Il centrodestra punti sul Sud prima che sia troppo tardi. Anche la Lega lo ha capito
Al di là di ogni pronostico sul vincitore di domenica prossima, è certo che le elezioni s’incaricheranno soprattutto di ribadire l’assetto tripolare del nostro sistema politico, già delineato dalle consultazioni dello scorso anno. Stando ai sondaggi, l’ordine dovrebbe essere il seguente: Pd, M5S, Forza Italia. Un anno fa, tuttavia, per effetto del sistema maggioritario, l’attenzione si concentrò soprattutto sul risultato complessivo delle coalizioni; domenica, invece, il sistema di voto proporzionale imporrà di puntare i fari sulle performance di ogni singolo partito. Fanno eccezione i grillini, in corsa solitaria ieri ed oggi.
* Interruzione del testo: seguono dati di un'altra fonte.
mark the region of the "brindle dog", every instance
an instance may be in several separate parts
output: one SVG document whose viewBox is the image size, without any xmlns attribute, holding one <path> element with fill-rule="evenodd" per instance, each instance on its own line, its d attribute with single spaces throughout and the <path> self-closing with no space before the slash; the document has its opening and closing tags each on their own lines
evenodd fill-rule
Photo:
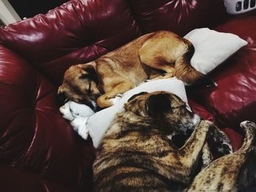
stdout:
<svg viewBox="0 0 256 192">
<path fill-rule="evenodd" d="M 246 120 L 241 127 L 246 133 L 241 147 L 203 169 L 187 191 L 248 191 L 256 186 L 256 125 Z"/>
<path fill-rule="evenodd" d="M 192 128 L 180 148 L 167 137 Z M 227 136 L 188 111 L 178 96 L 160 91 L 130 99 L 102 139 L 93 166 L 94 191 L 185 190 L 207 149 L 208 134 L 230 149 Z"/>
<path fill-rule="evenodd" d="M 175 75 L 188 84 L 213 86 L 210 79 L 190 65 L 193 54 L 193 45 L 172 32 L 145 34 L 94 61 L 72 66 L 58 93 L 89 105 L 97 101 L 105 108 L 113 104 L 118 94 L 148 79 Z"/>
</svg>

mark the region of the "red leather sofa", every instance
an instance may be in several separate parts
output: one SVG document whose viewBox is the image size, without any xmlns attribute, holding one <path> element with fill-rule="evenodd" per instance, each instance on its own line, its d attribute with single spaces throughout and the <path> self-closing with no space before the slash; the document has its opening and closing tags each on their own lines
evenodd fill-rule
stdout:
<svg viewBox="0 0 256 192">
<path fill-rule="evenodd" d="M 58 86 L 72 64 L 148 32 L 208 27 L 248 42 L 211 73 L 218 87 L 188 92 L 193 110 L 241 146 L 256 121 L 256 13 L 227 15 L 222 0 L 72 0 L 0 28 L 0 191 L 90 191 L 96 153 L 61 118 Z"/>
</svg>

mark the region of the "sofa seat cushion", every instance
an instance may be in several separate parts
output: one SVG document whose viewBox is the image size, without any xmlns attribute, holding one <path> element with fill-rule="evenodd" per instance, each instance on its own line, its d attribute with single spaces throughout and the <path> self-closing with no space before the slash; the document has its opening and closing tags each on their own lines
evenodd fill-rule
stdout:
<svg viewBox="0 0 256 192">
<path fill-rule="evenodd" d="M 245 120 L 256 121 L 256 15 L 234 18 L 215 30 L 229 32 L 248 45 L 211 74 L 218 86 L 192 91 L 222 126 L 240 130 Z"/>
<path fill-rule="evenodd" d="M 0 164 L 69 188 L 91 186 L 94 148 L 62 118 L 57 88 L 3 46 L 0 72 Z"/>
</svg>

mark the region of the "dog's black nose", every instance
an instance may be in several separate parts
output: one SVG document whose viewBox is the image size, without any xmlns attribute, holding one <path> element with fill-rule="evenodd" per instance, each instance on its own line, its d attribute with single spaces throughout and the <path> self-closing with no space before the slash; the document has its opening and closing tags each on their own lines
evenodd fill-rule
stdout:
<svg viewBox="0 0 256 192">
<path fill-rule="evenodd" d="M 217 87 L 217 84 L 208 76 L 204 76 L 203 78 L 198 80 L 192 85 L 187 85 L 186 88 L 189 89 L 197 88 L 214 88 Z"/>
<path fill-rule="evenodd" d="M 58 93 L 56 99 L 59 106 L 64 105 L 67 100 L 64 93 Z"/>
</svg>

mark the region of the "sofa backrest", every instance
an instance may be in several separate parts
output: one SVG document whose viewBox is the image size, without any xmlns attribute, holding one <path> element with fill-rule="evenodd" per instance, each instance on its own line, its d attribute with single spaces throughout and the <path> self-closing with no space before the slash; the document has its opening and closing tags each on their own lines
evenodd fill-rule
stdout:
<svg viewBox="0 0 256 192">
<path fill-rule="evenodd" d="M 72 0 L 1 29 L 0 43 L 59 85 L 72 64 L 94 60 L 142 34 L 184 35 L 221 22 L 223 9 L 221 0 Z"/>
</svg>

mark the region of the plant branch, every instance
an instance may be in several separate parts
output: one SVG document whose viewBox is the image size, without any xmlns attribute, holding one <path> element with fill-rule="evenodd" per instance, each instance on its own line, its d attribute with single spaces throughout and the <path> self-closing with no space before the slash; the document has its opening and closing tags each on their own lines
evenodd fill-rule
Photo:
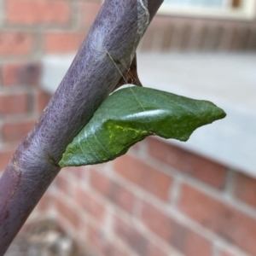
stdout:
<svg viewBox="0 0 256 256">
<path fill-rule="evenodd" d="M 162 2 L 105 1 L 59 88 L 0 179 L 0 255 L 61 170 L 67 146 L 120 80 L 119 71 L 127 72 Z"/>
</svg>

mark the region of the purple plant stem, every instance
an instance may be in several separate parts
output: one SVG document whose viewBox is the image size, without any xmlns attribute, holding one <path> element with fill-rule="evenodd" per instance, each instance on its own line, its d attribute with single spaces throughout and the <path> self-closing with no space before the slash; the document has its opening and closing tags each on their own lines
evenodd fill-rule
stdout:
<svg viewBox="0 0 256 256">
<path fill-rule="evenodd" d="M 118 84 L 163 0 L 106 0 L 59 88 L 0 179 L 0 255 L 61 170 L 73 138 Z"/>
</svg>

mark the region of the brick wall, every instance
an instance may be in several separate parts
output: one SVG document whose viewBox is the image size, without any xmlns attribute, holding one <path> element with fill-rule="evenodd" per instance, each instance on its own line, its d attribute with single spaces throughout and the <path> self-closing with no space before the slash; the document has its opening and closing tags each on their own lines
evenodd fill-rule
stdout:
<svg viewBox="0 0 256 256">
<path fill-rule="evenodd" d="M 256 255 L 255 188 L 150 137 L 112 162 L 63 169 L 34 213 L 55 216 L 84 255 Z"/>
<path fill-rule="evenodd" d="M 140 44 L 142 51 L 250 51 L 256 49 L 256 20 L 159 15 Z"/>
<path fill-rule="evenodd" d="M 42 57 L 76 51 L 99 2 L 0 0 L 0 170 L 50 98 Z M 253 22 L 158 16 L 140 49 L 253 49 L 255 37 Z M 84 255 L 256 255 L 255 187 L 149 138 L 115 161 L 63 169 L 31 221 L 55 218 Z"/>
</svg>

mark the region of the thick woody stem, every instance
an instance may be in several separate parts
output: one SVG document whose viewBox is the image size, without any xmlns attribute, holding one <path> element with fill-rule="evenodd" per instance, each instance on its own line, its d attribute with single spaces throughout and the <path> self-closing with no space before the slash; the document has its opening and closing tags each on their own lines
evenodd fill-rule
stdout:
<svg viewBox="0 0 256 256">
<path fill-rule="evenodd" d="M 68 143 L 120 80 L 162 2 L 105 0 L 59 88 L 0 179 L 0 256 L 59 172 Z"/>
</svg>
Le elezioni europee costituiscono però un unicum nel nostro sistema elettorale. In tutti gli altri livelli elettivi vige infatti il principio delle alleanze preventive e quindi delle coalizioni con annessi premi di maggioranza. Non sarebbe perciò sbagliato se anche domenica sera valutassimo globalmente il peso elettorale dei potenziali schieramenti. Solo così potremmo renderci davvero conto se l’annunciata marcia trionfale di Grillo è realmente destinata in futuro a sbaragliare i concorrenti e, con essi, le residue speranze di approvare l’Italicum con cui rieleggere la Camera dei Deputati. Ma è anche l’unico modo per valutare se esistono ancora margini per un centrodestra diverso dall’attuale, oggi in affanno non solo per il declino della leadership berlusconiana ma soprattutto per l’incapacità di tirare fuori nuove parole d’ordine.
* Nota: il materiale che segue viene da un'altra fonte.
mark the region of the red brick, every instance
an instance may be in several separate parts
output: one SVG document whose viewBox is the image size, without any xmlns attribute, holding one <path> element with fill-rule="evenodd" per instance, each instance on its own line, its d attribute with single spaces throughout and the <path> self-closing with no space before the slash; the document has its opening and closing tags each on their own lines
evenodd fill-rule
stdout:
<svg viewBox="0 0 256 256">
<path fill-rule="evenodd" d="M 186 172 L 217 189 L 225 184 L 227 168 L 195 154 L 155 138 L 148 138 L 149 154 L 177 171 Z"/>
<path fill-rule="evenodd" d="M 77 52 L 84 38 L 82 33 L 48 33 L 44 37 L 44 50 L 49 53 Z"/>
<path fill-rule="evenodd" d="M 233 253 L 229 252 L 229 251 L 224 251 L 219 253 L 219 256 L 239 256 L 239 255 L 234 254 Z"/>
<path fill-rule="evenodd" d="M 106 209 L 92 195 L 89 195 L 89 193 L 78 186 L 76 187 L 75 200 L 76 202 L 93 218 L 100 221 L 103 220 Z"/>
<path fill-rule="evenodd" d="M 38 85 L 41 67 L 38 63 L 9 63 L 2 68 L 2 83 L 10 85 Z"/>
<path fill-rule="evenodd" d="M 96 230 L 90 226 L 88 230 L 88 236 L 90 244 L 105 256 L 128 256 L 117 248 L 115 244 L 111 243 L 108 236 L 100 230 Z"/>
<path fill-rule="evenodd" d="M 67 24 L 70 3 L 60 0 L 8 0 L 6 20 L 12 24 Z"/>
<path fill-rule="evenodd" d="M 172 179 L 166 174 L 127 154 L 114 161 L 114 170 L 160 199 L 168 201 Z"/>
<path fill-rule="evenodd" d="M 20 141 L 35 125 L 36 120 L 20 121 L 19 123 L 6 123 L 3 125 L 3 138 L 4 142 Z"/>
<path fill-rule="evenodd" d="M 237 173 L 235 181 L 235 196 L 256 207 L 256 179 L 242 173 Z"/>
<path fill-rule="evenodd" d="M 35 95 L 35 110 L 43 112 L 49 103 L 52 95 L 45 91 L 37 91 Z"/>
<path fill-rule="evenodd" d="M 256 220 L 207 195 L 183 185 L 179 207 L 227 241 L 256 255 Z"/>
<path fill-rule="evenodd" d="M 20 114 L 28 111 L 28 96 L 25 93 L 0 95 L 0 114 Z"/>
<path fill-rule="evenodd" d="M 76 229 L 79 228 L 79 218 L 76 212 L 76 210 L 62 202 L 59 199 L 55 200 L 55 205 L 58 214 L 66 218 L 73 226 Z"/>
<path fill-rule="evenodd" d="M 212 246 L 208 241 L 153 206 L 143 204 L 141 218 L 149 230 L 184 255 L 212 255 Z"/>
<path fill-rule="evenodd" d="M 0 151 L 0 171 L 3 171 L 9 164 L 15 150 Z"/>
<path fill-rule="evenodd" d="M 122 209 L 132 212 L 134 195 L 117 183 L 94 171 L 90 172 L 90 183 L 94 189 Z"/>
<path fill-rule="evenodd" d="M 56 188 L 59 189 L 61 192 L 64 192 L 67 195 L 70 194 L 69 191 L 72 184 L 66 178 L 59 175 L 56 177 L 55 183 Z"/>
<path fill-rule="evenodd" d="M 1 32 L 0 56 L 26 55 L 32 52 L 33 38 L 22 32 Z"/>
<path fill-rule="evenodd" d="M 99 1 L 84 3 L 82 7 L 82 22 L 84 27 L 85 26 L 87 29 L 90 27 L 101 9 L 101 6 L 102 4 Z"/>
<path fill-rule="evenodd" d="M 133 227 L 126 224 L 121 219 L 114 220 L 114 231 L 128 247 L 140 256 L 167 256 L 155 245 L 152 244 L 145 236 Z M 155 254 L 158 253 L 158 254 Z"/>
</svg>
Finora questo schieramento ha fondato la propria constituency politico-programmatica sul cosiddetto “asse del Nord”, l’alleanza privilegiata con Bossi e con la Lega. In nome di questo “asse” ed in omaggio a questa alleanza, il centrodestra ha alimentato per anni la speranza di un fisco più equo e di uno Stato meno invasivo. Due obiettivi giustissimi da centrare attraverso il federalismo fiscale, un meccanismo che nella sua essenza più profonda sta ad indicare il reimpiego sotto forma di erogazione di servizi in un territorio delle risorse raccolte sotto forma di tasse su quello stesso territorio. È un meccanismo che sprigiona competizione, non solidarietà, introdotto per altro dalla riforma del Titolo V della Costituzione approvato dalla sinistra nel 2001. Bastava questo per diffidarne, invece è accaduto il contrario. A beneficiarne è stata solo la Lega, data in crescita nei sondaggi nonostante le tormentate vicissitudini degli ultimi due anni, perché aveva agitato come idea-forza il presunto gap tra peso fiscale sostenuto e peso politico esercitato dal Nord. Il resto della coalizione non le ha saputo opporre un argine in termini di visione nazionale.
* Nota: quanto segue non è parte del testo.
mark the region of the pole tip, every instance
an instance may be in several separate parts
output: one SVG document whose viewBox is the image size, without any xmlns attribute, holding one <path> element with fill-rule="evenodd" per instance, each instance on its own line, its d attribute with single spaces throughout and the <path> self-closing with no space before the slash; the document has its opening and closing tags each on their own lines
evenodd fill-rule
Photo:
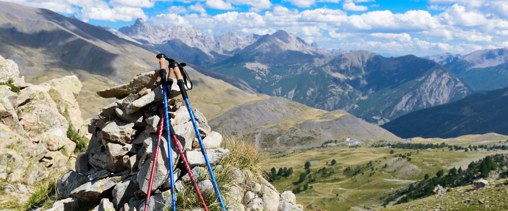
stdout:
<svg viewBox="0 0 508 211">
<path fill-rule="evenodd" d="M 161 59 L 161 58 L 166 57 L 166 55 L 164 54 L 158 54 L 157 55 L 157 58 Z"/>
</svg>

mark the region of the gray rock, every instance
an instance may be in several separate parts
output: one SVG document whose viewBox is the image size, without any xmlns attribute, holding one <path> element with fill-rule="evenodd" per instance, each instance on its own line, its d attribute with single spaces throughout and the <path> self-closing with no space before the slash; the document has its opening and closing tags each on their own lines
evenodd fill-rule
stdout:
<svg viewBox="0 0 508 211">
<path fill-rule="evenodd" d="M 84 174 L 88 172 L 88 155 L 86 153 L 78 155 L 76 158 L 76 171 L 80 174 Z"/>
<path fill-rule="evenodd" d="M 280 199 L 279 193 L 264 185 L 261 186 L 263 194 L 263 206 L 265 210 L 277 211 Z"/>
<path fill-rule="evenodd" d="M 113 189 L 113 204 L 117 209 L 128 203 L 132 198 L 136 197 L 134 192 L 139 190 L 135 177 L 132 177 L 117 184 Z"/>
<path fill-rule="evenodd" d="M 204 139 L 203 139 L 203 144 L 205 145 L 205 148 L 206 149 L 220 148 L 221 143 L 222 135 L 215 131 L 211 132 Z M 193 148 L 195 149 L 200 148 L 199 142 L 194 143 L 193 144 Z"/>
<path fill-rule="evenodd" d="M 158 192 L 150 197 L 148 211 L 158 211 L 166 210 L 166 207 L 171 207 L 171 193 L 169 190 Z M 138 210 L 144 209 L 145 203 L 142 203 L 138 206 Z"/>
<path fill-rule="evenodd" d="M 143 88 L 145 89 L 145 91 L 146 88 Z M 131 104 L 133 101 L 139 98 L 139 96 L 137 94 L 129 94 L 125 98 L 123 98 L 123 101 L 122 102 L 121 108 L 122 109 L 125 109 L 127 107 L 127 105 Z"/>
<path fill-rule="evenodd" d="M 166 137 L 166 132 L 163 133 L 163 137 Z M 165 140 L 163 140 L 163 143 L 166 143 Z M 145 150 L 142 157 L 139 161 L 139 174 L 138 175 L 138 183 L 141 189 L 146 194 L 148 190 L 148 183 L 150 180 L 150 174 L 151 171 L 152 163 L 153 162 L 153 156 L 155 150 L 156 144 L 154 142 L 147 141 L 143 143 L 143 147 Z M 177 158 L 176 150 L 174 148 L 174 145 L 173 145 L 171 150 L 172 157 L 173 158 L 173 163 L 175 164 Z M 168 166 L 169 165 L 169 161 L 168 159 L 168 146 L 167 144 L 163 144 L 161 146 L 160 151 L 158 153 L 157 158 L 157 166 L 155 167 L 155 172 L 154 176 L 154 180 L 152 185 L 152 191 L 161 187 L 166 179 L 168 173 L 169 171 Z"/>
<path fill-rule="evenodd" d="M 291 191 L 286 191 L 280 194 L 280 200 L 285 201 L 292 204 L 296 204 L 296 196 Z"/>
<path fill-rule="evenodd" d="M 122 177 L 110 177 L 85 183 L 71 192 L 73 196 L 93 203 L 111 194 L 113 187 L 122 180 Z"/>
<path fill-rule="evenodd" d="M 96 168 L 104 169 L 112 172 L 120 172 L 126 169 L 122 162 L 117 162 L 113 160 L 108 153 L 100 152 L 95 153 L 89 158 L 88 163 L 94 165 Z"/>
<path fill-rule="evenodd" d="M 206 154 L 208 156 L 208 160 L 211 164 L 218 161 L 221 158 L 227 156 L 229 153 L 229 150 L 227 149 L 219 148 L 206 150 Z M 198 165 L 201 166 L 206 165 L 203 154 L 199 151 L 187 151 L 185 156 L 191 167 Z"/>
<path fill-rule="evenodd" d="M 111 103 L 111 104 L 106 106 L 106 107 L 102 108 L 102 112 L 104 113 L 107 114 L 110 116 L 116 116 L 116 113 L 115 112 L 115 110 L 117 108 L 120 108 L 121 107 L 121 104 L 118 104 L 116 101 Z"/>
<path fill-rule="evenodd" d="M 95 172 L 90 174 L 88 176 L 88 179 L 90 181 L 93 181 L 96 180 L 102 180 L 108 177 L 112 176 L 114 174 L 112 172 L 109 172 L 108 170 L 103 170 L 96 171 Z"/>
<path fill-rule="evenodd" d="M 197 109 L 193 110 L 193 113 L 194 113 L 194 118 L 196 119 L 196 122 L 198 123 L 198 128 L 199 129 L 200 133 L 206 135 L 210 134 L 210 133 L 211 132 L 211 129 L 208 125 L 208 122 L 206 121 L 205 115 L 203 115 Z"/>
<path fill-rule="evenodd" d="M 99 132 L 99 127 L 98 127 L 97 125 L 96 125 L 95 123 L 91 123 L 91 122 L 88 123 L 88 124 L 86 124 L 86 126 L 88 128 L 88 131 L 89 134 L 92 134 L 94 136 L 97 135 L 97 132 Z"/>
<path fill-rule="evenodd" d="M 132 114 L 128 114 L 123 110 L 117 108 L 115 110 L 116 115 L 122 120 L 128 122 L 134 122 L 137 126 L 144 127 L 146 126 L 146 123 L 143 120 L 143 113 L 141 111 L 138 111 Z"/>
<path fill-rule="evenodd" d="M 263 200 L 250 191 L 247 191 L 243 197 L 244 204 L 246 204 L 246 210 L 263 210 Z"/>
<path fill-rule="evenodd" d="M 158 116 L 150 116 L 145 118 L 147 125 L 145 128 L 145 133 L 151 133 L 157 132 L 157 126 L 161 122 L 161 117 Z"/>
<path fill-rule="evenodd" d="M 158 70 L 140 74 L 134 77 L 129 83 L 119 85 L 97 92 L 99 96 L 104 98 L 123 98 L 130 94 L 137 93 L 143 88 L 152 88 L 161 85 Z"/>
<path fill-rule="evenodd" d="M 67 198 L 64 199 L 56 201 L 53 204 L 53 209 L 48 210 L 75 210 L 79 208 L 80 203 L 84 201 L 81 199 L 77 198 Z"/>
<path fill-rule="evenodd" d="M 71 196 L 71 192 L 81 185 L 88 182 L 88 179 L 72 170 L 62 176 L 57 185 L 58 196 Z"/>
<path fill-rule="evenodd" d="M 115 210 L 113 206 L 113 203 L 109 201 L 107 198 L 101 199 L 101 202 L 99 203 L 99 211 L 113 211 Z"/>
<path fill-rule="evenodd" d="M 132 142 L 132 136 L 136 131 L 133 127 L 134 123 L 122 122 L 119 121 L 109 122 L 104 125 L 101 132 L 103 139 L 106 139 L 113 142 Z"/>
<path fill-rule="evenodd" d="M 128 152 L 135 153 L 136 150 L 130 144 L 117 144 L 113 142 L 107 142 L 106 144 L 106 151 L 109 155 L 111 159 L 115 162 L 123 160 L 123 155 Z"/>
<path fill-rule="evenodd" d="M 203 180 L 198 183 L 198 187 L 202 192 L 213 191 L 213 184 L 210 180 Z"/>
<path fill-rule="evenodd" d="M 478 180 L 473 182 L 475 189 L 479 189 L 489 186 L 489 181 L 485 180 Z"/>
<path fill-rule="evenodd" d="M 177 87 L 178 86 L 177 86 Z M 175 87 L 174 86 L 173 88 Z M 178 95 L 180 94 L 180 92 L 177 92 Z M 173 94 L 175 93 L 175 94 Z M 168 104 L 171 104 L 175 102 L 175 99 L 172 99 L 178 96 L 176 92 L 172 93 L 170 97 L 170 100 L 168 101 Z M 154 102 L 158 102 L 162 100 L 163 93 L 162 88 L 160 86 L 157 87 L 153 91 L 147 94 L 146 95 L 139 98 L 139 99 L 133 101 L 125 107 L 125 112 L 128 114 L 131 114 L 139 110 L 141 108 L 146 106 Z"/>
<path fill-rule="evenodd" d="M 298 206 L 284 200 L 279 203 L 278 211 L 303 211 Z"/>
</svg>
Il risultato è che oggi la situazione è completamente ribaltata ed il potenziale rivoluzionario lo offre il Sud con il suo più 130 per cento di imposizione locale, recentemente certificato dalla Corte dei Conti. Un salasso che si aggiunge a quello causato dalla manovra del governo Letta per la copertura del deficit e che si è concentrata sulla casa e sulle imposte indirette (Iva ed accise), cioè su due voci indipendenti dal reddito e si sa che il reddito medio di un napoletano è poco più della metà del reddito medio di un milanese. Senza infine trascurare altre voci come Rc auto, Rc moto, addizionali, molto più salate al Sud. In compenso, la classe dirigente meridionale neanche la invitano ai tavoli dove si decide e basta guardare la residenza della maggior parte dei ministri, del presidente dell’Anci o di quello della Conferenza Stato-Regioni per rendersene conto. Morale: è al Sud che si sta giocando la partita decisiva. Secondo l’Istituto Cattaneo, l’unico a capirlo è stato Grillo. E Renzi, aggiungiamo noi, l’unico ad imitarlo. Il centrodestra, per ora, è semplicemente non pervenuto. Ma non è mai troppo tardi. Fino a domenica, almeno.